This method is important because it means we can represent an image with numbers. Just take it one row at a time, divide each row into sets of four pixels, "read" those sets them from left to right, represent each four pixels with one number from 0 to 15 and write them down. The first row on the larger, first, image above (The display) would be 34 repetitions (because 34*4=136) of 10, the second row would be 34 repetitions of 0 (because the row has only pixels in the "off" state) and the third row would be the pattern 8, 0 repeated 17 times. That is, of course, in decimal. In hexadecimal, and writing each row sequentially, it would be writen ("stored in memory") as:

AAAAAAAAAAAAAAAAAAAAAAAAAAAAAAAAAA00000000000000000000000000000000008080808080808080808080808080808080

, with each digit (number) stored in each memory location and in increasing order (what, you thought memory is organized in bytes? Hahahaha, no. Half bytes, or nibbles). Thankfully, we don't have to mess with such cumbersome representations of memory, we mostly consider the display divided into tiles, such as the grid in the first picture, which is the 8-by-8-pixel tile:

, repeated in specific locations in memory (not all sequentially).

That representation is somewhat easier to imagine, even if it doesn't always correspond directly to what exists in memory. An all black, 4-by-4 square would be FFFF. All white, 0000. Checkerboard pattern, A5A5.

The following picture shows all possible patters represented with the numbers 0 to 15 (decimal) or 0 to F (hexadecimal), from top to bottom.

All numbers

In other words, how each number, from 0 to F, is shown on screen.

The conclusion is: if we want to display a character on the screen, we have to take the image:

Duuh...

, divide it into sets of 4 pixels in a row, find out what numbers correspond to each pattern and write those numbers to the appropriate memory locations. In the case of our perplexed friend above, the pattern of the first (=leftmost) four pixels of the first row corresponds to the fourth row in the previous image, the row which shows how the number three (the first line shows the number zero) appears on screen. Another way is considering the pixels in sets of four, as binary digits (0011) and reading them as hex digits (3). First row: 0011, 1111, 1111, 0000 or 3,F,F,0. Second row, 400C, etc.

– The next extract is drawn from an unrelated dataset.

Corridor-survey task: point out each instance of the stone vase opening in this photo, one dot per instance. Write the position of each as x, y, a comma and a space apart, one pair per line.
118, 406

Thanks for reading. More, later.

Sunday, May 22, 2016

Quick, dirty and incomplete description of the instruction set

The CPU

Here is the summary.

It runs from 3.75 MHz to 4 MHz (depending on date of manufacture and model G/G+/GX), which is internally (probably... we're not sure yet. Could be clock stretching.) subdivided into quarter cycles. Since that wouldn't be weird enough, as long as the LCD is enabled (which is pretty much always) about 10% of CPU time is always spent refreshing the display. So practically speaking, we have 3.5 million CPU cycles ("ticks") available each second. Might sound much, but it really (really) isn't.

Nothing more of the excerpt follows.